Half of Top 25 Universities Have Residential Colleges
Posted by R. J. O’Hara for the Collegiate Way
20 August 2006 (collegiateway.org) — It’s often said that comparisons are odious. Nevertheless, there’s money to be gotten in making them.
This year’s edition of the widely reviled and universally read America’s Best Colleges has just hit the newsstands. Published by U.S. News & World Report, America’s Best Colleges is the United States version of the university league tables in Britain and the Maclean’s magazine listings in Canada. Universities that rise a place or two in the U.S. News rankings will issue press releases. Those that drop a place or two will deride the whole enterprise as little more than vulgar consumerism and will fire their marketing directors. Next year these groups will switch places and do it all again.

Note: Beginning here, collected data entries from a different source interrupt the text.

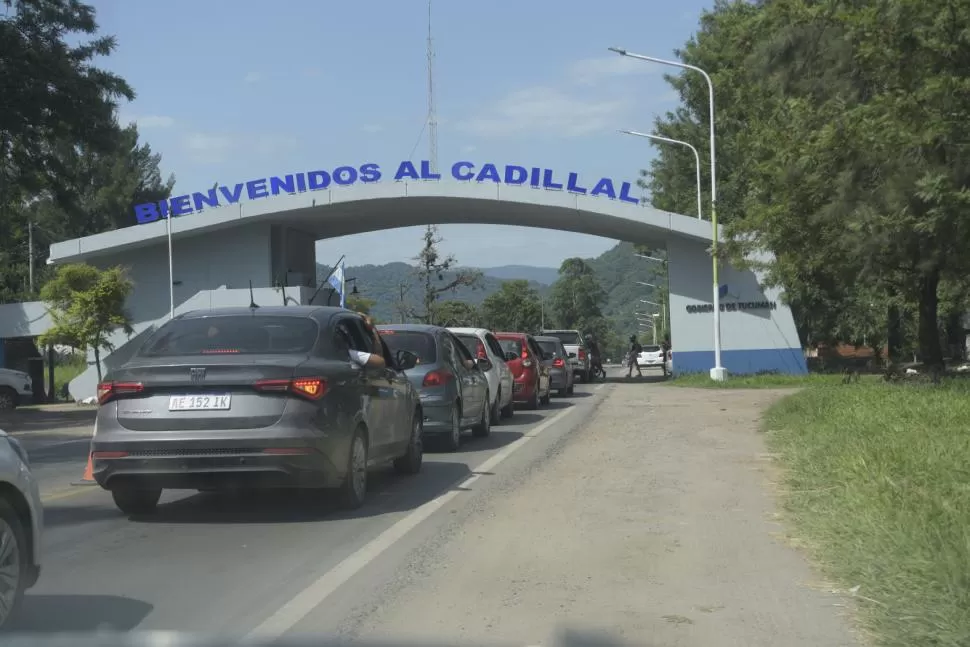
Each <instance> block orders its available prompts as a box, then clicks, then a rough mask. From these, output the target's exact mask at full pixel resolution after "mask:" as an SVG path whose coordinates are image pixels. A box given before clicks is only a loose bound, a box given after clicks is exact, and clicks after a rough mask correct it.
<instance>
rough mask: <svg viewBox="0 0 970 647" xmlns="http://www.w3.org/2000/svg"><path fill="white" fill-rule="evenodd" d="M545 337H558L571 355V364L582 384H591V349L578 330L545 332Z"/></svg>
mask: <svg viewBox="0 0 970 647" xmlns="http://www.w3.org/2000/svg"><path fill="white" fill-rule="evenodd" d="M542 334H543V336H547V337H556V338H558V339H559V341H561V342H562V345H563V347H564V348H565V349H566V353H567V354H568V355H569V364H570V366H571V367H572V369H573V375H575V376H576V377H577V378H578V379H579V381H580V382H589V380H590V377H591V376H592V373H593V372H592V369H591V364H590V361H591V358H590V356H589V349H588V348H586V343H585V342H584V341H583V335H582V334H581V333H580V332H579V331H578V330H543V331H542Z"/></svg>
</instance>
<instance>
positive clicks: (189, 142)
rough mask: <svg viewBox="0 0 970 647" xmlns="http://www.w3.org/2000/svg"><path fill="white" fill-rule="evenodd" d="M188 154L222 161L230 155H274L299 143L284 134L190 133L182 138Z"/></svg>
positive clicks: (213, 161)
mask: <svg viewBox="0 0 970 647" xmlns="http://www.w3.org/2000/svg"><path fill="white" fill-rule="evenodd" d="M182 143H183V145H184V146H185V148H186V150H188V152H189V154H190V155H191V156H192V157H193V158H194V159H195V160H196V161H200V162H222V161H225V160H226V159H228V158H229V157H230V155H236V154H239V155H245V154H256V155H260V156H266V155H274V154H276V153H282V152H286V151H290V150H293V149H294V148H296V147H297V146H298V145H299V142H298V141H297V139H296V138H295V137H289V136H286V135H273V134H263V135H255V136H254V135H231V134H207V133H191V134H189V135H186V136H185V138H184V139H183V142H182Z"/></svg>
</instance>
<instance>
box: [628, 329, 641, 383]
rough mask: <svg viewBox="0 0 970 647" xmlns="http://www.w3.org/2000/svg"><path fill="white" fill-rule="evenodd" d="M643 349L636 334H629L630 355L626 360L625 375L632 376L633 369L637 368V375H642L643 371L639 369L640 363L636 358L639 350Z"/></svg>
mask: <svg viewBox="0 0 970 647" xmlns="http://www.w3.org/2000/svg"><path fill="white" fill-rule="evenodd" d="M642 350H643V346H641V345H640V342H638V341H637V336H636V335H630V355H629V359H628V360H627V366H626V376H627V377H633V369H634V368H636V369H637V376H638V377H643V372H642V371H641V370H640V364H639V363H638V362H637V359H638V358H639V357H640V351H642Z"/></svg>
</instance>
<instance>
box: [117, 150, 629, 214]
mask: <svg viewBox="0 0 970 647" xmlns="http://www.w3.org/2000/svg"><path fill="white" fill-rule="evenodd" d="M450 170H451V177H452V178H453V179H455V180H458V181H460V182H479V183H483V182H493V183H495V184H507V185H510V186H531V187H533V188H536V189H552V190H559V191H562V190H565V191H568V192H570V193H576V194H579V195H590V196H593V197H606V198H609V199H610V200H621V201H622V202H629V203H630V204H640V199H639V198H638V197H636V196H633V195H631V192H632V191H633V184H631V183H630V182H622V183H620V185H619V191H617V183H616V182H614V181H613V180H612V179H611V178H608V177H604V178H600V179H599V180H597V181H596V182H595V183H594V184H592V188H591V189H589V188H587V187H586V186H583V185H581V184H580V177H579V173H575V172H570V173H566V174H558V173H556V172H555V171H554V170H553V169H547V168H538V167H535V166H533V167H525V166H517V165H514V164H508V165H505V166H498V165H496V164H492V163H487V164H482V165H481V166H476V165H475V164H474V163H473V162H464V161H462V162H455V163H454V164H452V165H451V169H450ZM382 177H383V175H382V173H381V167H380V166H379V165H378V164H375V163H373V162H368V163H367V164H361V165H360V166H338V167H336V168H334V169H332V170H330V171H319V170H318V171H306V172H302V173H290V174H288V175H274V176H271V177H265V178H259V179H257V180H249V181H248V182H240V183H239V184H234V185H232V186H221V185H217V186H215V187H213V188H211V189H209V190H208V191H196V192H194V193H186V194H183V195H178V196H174V197H171V198H169V199H168V200H161V201H159V202H146V203H144V204H136V205H135V220H136V221H137V223H138V224H139V225H143V224H146V223H149V222H155V221H156V220H159V219H163V218H168V217H169V216H172V217H176V218H177V217H179V216H188V215H190V214H193V213H198V212H200V211H203V210H205V209H206V208H209V209H214V208H217V207H224V206H227V205H231V204H237V203H238V202H240V201H241V200H243V199H246V200H259V199H260V198H268V197H270V196H276V195H280V194H281V193H286V194H290V195H293V194H297V193H306V192H308V191H323V190H325V189H330V188H332V187H335V186H336V187H340V186H350V185H353V184H372V183H374V182H380V180H381V178H382ZM393 179H394V180H395V181H402V180H440V179H441V174H440V173H432V172H431V162H429V161H428V160H422V161H421V162H420V163H418V165H417V166H415V164H414V163H413V162H410V161H408V160H405V161H403V162H401V163H400V164H398V166H397V169H396V170H395V172H394V175H393Z"/></svg>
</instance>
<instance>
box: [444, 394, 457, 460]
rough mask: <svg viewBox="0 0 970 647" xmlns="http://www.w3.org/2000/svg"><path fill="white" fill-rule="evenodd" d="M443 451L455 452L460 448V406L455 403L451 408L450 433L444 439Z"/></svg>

But there’s one broad statistic you probably won’t see mentioned anywhere. Of the top 25 national universities in the U.S. News rankings, 12 have faculty-led residential college systems that are either complete, partial, or in the works. These range from the long-established systems of Harvard, Yale, and Rice, to the newer ones at the University of Pennsylvania and Washington University, to the systems a-borning at Vanderbilt and Cornell. And of the high-ranking universities that do not have residential college systems, several have been noted here before in the context of collegiate proposals made by alumni and students, including the University of Chicago and Georgetown University.
The flip side of the coin: among the 50 fourth-tier universities at the bottom of the national rankings, from Alabama A&M to Wright State, not a residential college is to be found.